Lenten Reflections, Weeks Three and Four

My Fast from Electronic Entertainment Continues, Maddeningly


These last two weeks have been more difficult for me.  When you depend on something to help you cope through moments of discouragement or anger, you don’t know what to do when you can’t turn to it anymore.  I have had multiple days in the last couple weeks where I allowed circumstances from my day to discourage or anger me and I desperately wanted to run from those situations by turning on the TV at night or turning on the radio in the car. 


And I’m hearing the addict’s rallying cry ringing louder and louder in my ears: “What’s one night of TV going to hurt?  You’re just watching for one night.  No big deal!”  See, I’m in the withdrawal process.  And I write this on the eve of the NCAA Basketball Tournament.  I am truly entering my personal March Madness.  I want TV.  My tired/discouraged/angered mind wants TV.  It’s comfort food.  I need it to soothe my soul.

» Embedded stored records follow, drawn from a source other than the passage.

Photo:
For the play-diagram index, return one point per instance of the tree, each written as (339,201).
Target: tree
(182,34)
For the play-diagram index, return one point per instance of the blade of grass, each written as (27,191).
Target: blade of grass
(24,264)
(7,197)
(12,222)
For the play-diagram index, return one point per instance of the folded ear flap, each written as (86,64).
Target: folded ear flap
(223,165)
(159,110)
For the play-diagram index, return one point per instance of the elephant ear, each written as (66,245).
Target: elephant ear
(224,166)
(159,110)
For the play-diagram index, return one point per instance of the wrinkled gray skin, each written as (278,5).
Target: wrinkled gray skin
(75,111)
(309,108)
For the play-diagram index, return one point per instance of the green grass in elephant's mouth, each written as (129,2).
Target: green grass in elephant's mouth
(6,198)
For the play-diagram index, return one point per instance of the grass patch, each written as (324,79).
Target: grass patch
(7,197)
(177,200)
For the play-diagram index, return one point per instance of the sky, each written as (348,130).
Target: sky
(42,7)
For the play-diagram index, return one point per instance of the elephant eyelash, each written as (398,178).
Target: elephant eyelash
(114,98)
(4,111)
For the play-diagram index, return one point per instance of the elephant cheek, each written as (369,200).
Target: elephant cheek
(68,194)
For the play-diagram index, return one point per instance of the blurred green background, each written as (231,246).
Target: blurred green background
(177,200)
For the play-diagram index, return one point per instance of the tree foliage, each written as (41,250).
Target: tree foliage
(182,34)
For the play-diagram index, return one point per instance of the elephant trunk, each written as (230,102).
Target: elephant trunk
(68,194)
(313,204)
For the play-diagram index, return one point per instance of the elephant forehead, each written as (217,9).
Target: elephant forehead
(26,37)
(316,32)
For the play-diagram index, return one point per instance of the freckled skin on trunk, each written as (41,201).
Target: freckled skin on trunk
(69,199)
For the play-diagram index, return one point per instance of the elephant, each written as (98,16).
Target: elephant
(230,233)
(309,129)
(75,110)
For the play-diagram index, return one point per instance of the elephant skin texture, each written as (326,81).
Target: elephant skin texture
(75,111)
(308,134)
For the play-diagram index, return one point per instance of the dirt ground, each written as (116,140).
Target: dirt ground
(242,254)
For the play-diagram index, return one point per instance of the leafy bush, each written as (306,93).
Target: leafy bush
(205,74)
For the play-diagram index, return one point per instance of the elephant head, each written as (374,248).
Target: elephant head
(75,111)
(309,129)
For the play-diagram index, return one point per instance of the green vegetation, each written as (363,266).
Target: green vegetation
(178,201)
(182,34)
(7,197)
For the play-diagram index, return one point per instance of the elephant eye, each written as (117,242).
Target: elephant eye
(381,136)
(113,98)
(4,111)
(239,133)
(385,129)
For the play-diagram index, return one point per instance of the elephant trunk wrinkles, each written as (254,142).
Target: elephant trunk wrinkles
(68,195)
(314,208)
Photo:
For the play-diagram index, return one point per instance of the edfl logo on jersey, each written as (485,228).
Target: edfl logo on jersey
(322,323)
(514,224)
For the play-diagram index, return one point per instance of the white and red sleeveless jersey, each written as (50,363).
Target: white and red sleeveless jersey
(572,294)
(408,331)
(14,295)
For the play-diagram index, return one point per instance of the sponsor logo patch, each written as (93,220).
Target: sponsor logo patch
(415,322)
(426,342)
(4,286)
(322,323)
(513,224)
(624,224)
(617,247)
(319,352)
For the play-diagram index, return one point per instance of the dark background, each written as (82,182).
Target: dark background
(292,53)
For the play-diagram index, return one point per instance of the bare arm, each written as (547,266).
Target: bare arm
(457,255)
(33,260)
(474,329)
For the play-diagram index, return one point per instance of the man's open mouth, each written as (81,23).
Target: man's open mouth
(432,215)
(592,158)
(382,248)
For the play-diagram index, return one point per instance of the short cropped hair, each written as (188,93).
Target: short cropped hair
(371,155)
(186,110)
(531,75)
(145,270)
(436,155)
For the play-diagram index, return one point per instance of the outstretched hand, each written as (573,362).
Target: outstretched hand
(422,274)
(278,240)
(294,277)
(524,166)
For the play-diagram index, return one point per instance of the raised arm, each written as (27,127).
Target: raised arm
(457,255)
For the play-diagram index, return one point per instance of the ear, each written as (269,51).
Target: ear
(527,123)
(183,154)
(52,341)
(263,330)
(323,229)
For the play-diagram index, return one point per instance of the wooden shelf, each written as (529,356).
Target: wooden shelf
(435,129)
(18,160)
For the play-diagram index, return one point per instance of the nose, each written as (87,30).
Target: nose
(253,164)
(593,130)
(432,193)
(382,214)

Some people have interpreted my fast from TV/Radio/Internet entertainment as my recognition of electronic media as something inherently evil that leads me away from God.  There is certainly much on the air that is junk food at best and unredemptive at worst.  But there are some programs that are just enjoyable and a few that are redemptive.  We could debate for weeks on which shows fall into each category.  But my reason for this fast is that I recognize that my life’s rhythms are dependent upon media and I want my life to be moved by a different rhythm–one that beats with devotion to my most important relationships, that skips with passion for serving others and one that is more open to spirit-guided riffs and improvisation.  The less necessities I have in my life, the freer I am.  Addictions bind.  Simplicity frees.  I want more freedom.  I want to find greater joy in life by needing less. 


By sharing my fast publically, I’m risking getting my entire reward by subtly hoping you’re impressed with my discipline and denial (see Jesus’ Sermon on the Mount).  But trust me: this isn’t rewarding.  Right now, I just want to turn everything on.  I’m exposed as an addict.  Lent is as advertised.  It’s no fun.  I am experiencing death.  Bring on the Resurrection!